Friday, April 22, 2011

More Eating (and Drinking) than Writing

There has been a lot more eating than writing going on over here lately, for which I feel somewhat guilty. Also, more traveling than local dining. Here - if for no other reason than to assemble something of a to-do list - are some of the places I've been lately, and hope to write about eventually:


Jeffrey Brana Common Threads Benefit Dinner

Washington, DC

Café Atlantico (Nuevo Latino Dim Sum Brunch)
Central Michel Richard
We the Pizza


Purple Pig
Saigon Sisters

Some general thoughts by way of preview:

(1) Brana is the real deal. I hardly got to his brief-lived Coral Gables restaurant before it closed several years ago, and it's great to have another opportunity to sample his cooking. He's doing a series of private dinners for groups of 8-10, and from my experience at the Common Threads benefit dinner he put on, it may be among the best meals you'll find in Miami, in a restaurant or out.

(2) Overall, Chicago met pretty high expectations, while DC fell a bit short - though I can hardly claim that a brief visit of a few days can give any really meaningful impression of a city's dining zeitgeist.

(3) That said, one of the things that really stood out in Chicago was the multiplicity of funky bars with serious cocktail agendas. We stopped in at Maude's Liquor Bar and Watershed, and were completely charmed by both places. Maude's is a crowded, bustling place on the West Loop, newly opened but stocked with mismatched reclaimed furnishings and decorations for a purposefully dilapidated look and feel.
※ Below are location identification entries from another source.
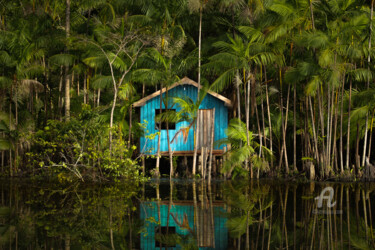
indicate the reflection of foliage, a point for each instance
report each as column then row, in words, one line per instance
column 81, row 215
column 246, row 203
column 242, row 149
column 79, row 148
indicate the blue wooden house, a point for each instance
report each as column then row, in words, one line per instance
column 203, row 226
column 150, row 107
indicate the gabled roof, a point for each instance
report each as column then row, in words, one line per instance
column 183, row 81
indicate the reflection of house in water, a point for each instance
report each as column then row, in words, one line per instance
column 210, row 230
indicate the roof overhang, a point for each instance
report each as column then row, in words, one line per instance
column 183, row 81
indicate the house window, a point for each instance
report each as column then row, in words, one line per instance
column 162, row 237
column 171, row 125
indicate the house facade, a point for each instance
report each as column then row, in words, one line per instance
column 185, row 88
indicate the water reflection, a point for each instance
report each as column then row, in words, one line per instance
column 187, row 215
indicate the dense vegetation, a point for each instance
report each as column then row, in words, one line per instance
column 298, row 72
column 258, row 215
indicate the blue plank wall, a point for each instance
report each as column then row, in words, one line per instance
column 149, row 216
column 148, row 113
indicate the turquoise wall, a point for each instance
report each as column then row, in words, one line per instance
column 149, row 215
column 148, row 113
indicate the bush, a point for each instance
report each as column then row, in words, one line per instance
column 79, row 148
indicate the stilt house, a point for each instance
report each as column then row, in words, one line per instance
column 212, row 103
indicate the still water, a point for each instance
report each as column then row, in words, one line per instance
column 187, row 215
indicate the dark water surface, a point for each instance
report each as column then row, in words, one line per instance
column 187, row 215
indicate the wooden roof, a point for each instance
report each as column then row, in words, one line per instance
column 183, row 81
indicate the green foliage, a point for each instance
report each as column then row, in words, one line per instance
column 78, row 148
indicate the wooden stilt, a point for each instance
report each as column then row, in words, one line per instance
column 212, row 144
They have a short list of classic old-fashioned cocktails (including five different smashes and a respectable, if unexceptional, Sazerac), great music, and a menu of mostly simple French bistro style fare put together by Chef Jeff Pikus, an Alinea alum.

(continued ...)

Watershed, in the basement of the River North Pops for Champagne bar, has more of a laid-back speakeasy feel to it (some might ungenerously say "rec-room," with the low-slung ceiling and dim lighting, but I'm inclined to put a more positive spin on it). It also has a unique locavoristic focus on regional beers and spirits (and even a few wines). Who knew you could stock an entire bar from the Great Lakes region and surrounds? The "White Dog Old-Fashioned," made with unaged (and thus clear) whiskey, rhubarb bitters, orange bitters, a bit of sugar and a splash of soda, and served neat, was nice and smooth, but I was really floored by the "Smoke Along the Track." Made with Lion's Pride Oat Whiskey, Koval Orange Blossom Liqueur, Angostura and grapefruit bitters, this was murky, mysterious, layered, complex, and smooth, all at once. Watershed also had a nice-looking food menu with mostly small plates, cheese and charcuterie.
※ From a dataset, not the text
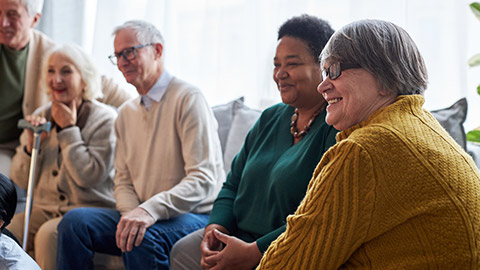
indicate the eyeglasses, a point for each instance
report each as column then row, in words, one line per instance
column 128, row 54
column 335, row 70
So why can't Miami have bars like this? Laid-back places with serious cocktail programs, house-made bitters, and bartenders who really know how to make a drink? Sra. Martinez has excellent drinks, but there's only maybe six seats in that upstairs bar. Sustain shows some promise, but these are still restaurants with bars. Sometimes you just want a *bar*. Is it really not plausible that the Design District or Midtown could support such a place? Or are there places I'm missing?

Incidentally, would it be wrong for me to confess a soft spot for Dwight Yoakum?

1 comment:

  1. I recently had a conversation about this. I hope we're heading there.